De ruta gastronómica por Cabo de Gata: sabor de mar y desierto

Un recorrido gastronómico lleno de sorpresas por el corazón de una joya natural

Esperanza Peláez
ESPERANZA PELÁEZ

Las mejores playas vírgenes del Mediterráneo y un sobrecogedor paisaje desértico de lomas volcánicas sitúan el Cabo de Gata como destino preferente para quienes aman la naturaleza. Pero los 'foodies' también son bienvenidos a este paraíso natural.

Con 63 kilómetros de costa, la pesca ha sido una actividad preferente en el territorio hoy protegido con la figura única en Andalucía de Parque Natural Marítimo-Terrestre. Una escapada al Cabo de Gata es una oportunidad para disfrutar de pescados como el galán o lorito, prohibitivo fuera de allí; el gallopedro (pez de San Pedro) o la gamba de Garrucha, sin desmerecer especies como el pulpo o el salmonete de roca. En el restaurante Sol y Playa (Carboneras) preservan elaboraciones antiguas como el pulpo o el bonito secos. En La Sal (playa de Las Negras), además de galanes y gallopedro fritos y a la plancha se ofrece buena cocina marinera actual en un balcón frente al mar. El calamar confitado en aceite es otra especialidad que sirven en muchos restaurantes de la zona.

No es una sorpresa encontrar buen pescado en un entorno así, pero sí sorprenden los exclusivos tintos que la familia Martínez Salinas elabora y cría en su bodega excavada en el cráter de un volcán cerca de Los Escullos. O las cervezas artesanas Alborán, con cebada malteada y lúpulo de cultivo propio. El Cortijo La Molina, un paradisíaco alojamiento rural, tiene 8 hectáreas de olivar en ecológico dedicados a su excelente aceite de oliva virgen extra de arbequina. Si estas actividades son nuevas, en los pueblos de interior se mantiene la chacinería típica, cuyo máximo exponente son el blanquillo (butifarra para comer cruda) y la morcilla de cebolla y almendras. Un paraíso natural con sabor.

Delicias de la mar

La cocina marinera es el santo y seña del Cabo de Gata, pero elaboraciones como el secado de pescados se van perdiendo. En el restaurante Sol y Playa (P.º Marítimo, 5, Carboneras, Tel.: 950454078) se puede disfrutar aún el pulpo o el bonito secos junto a pescados emblemáticos como los galanes (en la foto, fritos) o el gallopedro, que también miman en La Sal (C/ Pescador, 9, Las Negras, Tel.: 950388298), un encantador restaurante frente al mar que ofrece además ceviches y presentaciones modernas. En el restaurante Goleta Cabo de Gata (Costa Miramar, s/n, Cabo de Gata, Tel.: 950370215) bordan el calamar en aceite, los arroces marineros y las parrilladas de pescado y marisco.

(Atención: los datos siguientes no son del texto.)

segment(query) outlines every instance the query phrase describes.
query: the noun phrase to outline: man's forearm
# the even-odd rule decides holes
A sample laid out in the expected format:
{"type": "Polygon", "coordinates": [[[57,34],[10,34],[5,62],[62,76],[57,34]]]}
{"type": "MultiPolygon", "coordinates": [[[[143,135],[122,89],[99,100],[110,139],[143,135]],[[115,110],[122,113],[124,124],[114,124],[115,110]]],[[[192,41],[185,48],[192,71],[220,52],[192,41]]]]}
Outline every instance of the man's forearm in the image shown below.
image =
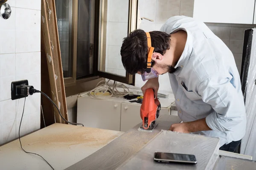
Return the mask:
{"type": "Polygon", "coordinates": [[[188,130],[189,132],[198,131],[211,130],[212,129],[207,125],[205,118],[201,119],[193,122],[184,123],[186,125],[188,130]]]}

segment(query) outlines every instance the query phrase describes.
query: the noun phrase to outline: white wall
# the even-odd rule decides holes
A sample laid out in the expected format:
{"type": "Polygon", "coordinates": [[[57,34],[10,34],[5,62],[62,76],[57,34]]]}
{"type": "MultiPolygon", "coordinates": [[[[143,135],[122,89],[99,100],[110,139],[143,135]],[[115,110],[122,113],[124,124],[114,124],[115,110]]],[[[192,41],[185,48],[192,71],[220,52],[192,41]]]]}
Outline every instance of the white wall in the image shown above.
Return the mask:
{"type": "MultiPolygon", "coordinates": [[[[12,100],[11,83],[26,79],[41,90],[40,0],[9,0],[12,10],[0,17],[0,144],[18,136],[24,99],[12,100]]],[[[40,127],[39,94],[26,99],[21,135],[40,127]]]]}
{"type": "Polygon", "coordinates": [[[127,36],[128,7],[128,0],[108,0],[106,71],[124,76],[120,50],[127,36]]]}
{"type": "MultiPolygon", "coordinates": [[[[165,21],[171,17],[185,15],[193,17],[194,0],[139,0],[140,17],[152,19],[152,22],[143,20],[140,28],[145,31],[159,31],[165,21]]],[[[226,44],[233,53],[239,73],[244,30],[254,28],[256,25],[206,23],[212,32],[226,44]]],[[[139,75],[136,76],[135,86],[144,84],[139,75]]],[[[160,75],[160,90],[171,91],[168,74],[160,75]]]]}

Frente a la playa de Los Escullos, la carretera se trepa hacia el desierto, y en ese paraje árido se oculta un tesoro enológico: los tintos que la familia Martínez Salinas elabora con uva cultivada en los alrededores y una crianza llevada a cabo en la cueva que excavaron en el cráter del volcán fósil donde se ubica. La visita de grupo cuesta (y lo vale) 20 € por persona. Tels.: 660447229/610523106. A pie de costa, en Ruescas, la cervecera artesana Alborán ofrece visitas gratuitas a sus instalaciones para conocer el proceso de elaboración y probar las cervezas de cebada, trigo y lúpulo de autocultivo. Tel.: 647161648.

El Cortijo La Molina combina una atractiva oferta de alojamiento en preciosas y cómodas casas rurales (incluyendo albercas para el baño) con el cultivo en ecológico de hortalizas y olivos arbequinos con los que elaboran su aceite de oliva virgen extra. Calle San Miguel (Níjar). Tel.: 670809545.